DeLand Aims to Stop Panhandling While Still Helping Homeless: Insider Report

In DeLand, Florida, officials have come up with a novel solution to address both the problem of homelessness and panhandling at dangerous intersections. The city, in collaboration with the Florida Department of Transportation, will put up signs that encourage drivers to donate indirectly to the local homeless population.

Panhandling has long been an issue in DeLand, with city spokesman Chris Graham pointing out that it has led to accidents and injuries, both for the panhandlers themselves and for drivers who try to help them. Graham explained, “When you think about it, a Girl Scout is panhandling. It’s just not safe to do it at these intersections.”

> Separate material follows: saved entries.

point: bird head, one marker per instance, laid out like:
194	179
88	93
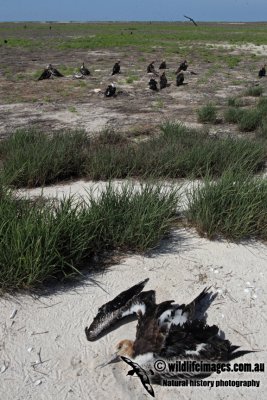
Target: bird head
123	348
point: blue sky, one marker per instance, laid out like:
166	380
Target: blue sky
132	10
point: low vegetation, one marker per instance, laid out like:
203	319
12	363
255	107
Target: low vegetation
248	119
254	91
32	158
57	240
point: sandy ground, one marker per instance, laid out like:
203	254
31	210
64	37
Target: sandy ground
53	324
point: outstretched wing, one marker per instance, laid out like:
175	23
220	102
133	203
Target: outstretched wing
180	314
142	375
126	303
191	19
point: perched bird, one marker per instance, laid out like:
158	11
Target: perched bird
262	71
179	79
191	19
48	72
110	90
163	81
165	331
84	71
151	68
182	67
116	68
163	65
153	84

To address this problem, the new signs will go up at intersections and on store windows throughout shopping centers. Rather than reminding people of the illegality of panhandling, the signs will provide information about the Neighborhood Center of West Volusia, where people can make donations.

The center, an all-inclusive shelter, houses up to 200 individuals at any given time and has one of the largest food pantries in central Florida, helping to provide food to the region’s hungry. The Neighborhood Center is well equipped to handle the influx of donations that will come from the new panhandler donation campaign, according to Savannah-Jane Griffin, the center’s CEO. She noted that the need for services has been growing steadily in recent years.

By providing an alternative to giving directly to panhandlers, officials hope to give people a safer and more effective way to help the homeless population in DeLand. The signs will feature large QR codes that can be scanned by donors, which will take them directly to the donation site.

Graham emphasized the need for communities to work together to find solutions to homelessness, recognizing that it is an issue faced by many communities across Central Florida. By giving people a safe and direct way to donate to those in need, the city of DeLand hopes to address the issue of panhandling while providing tangible support to its homeless population.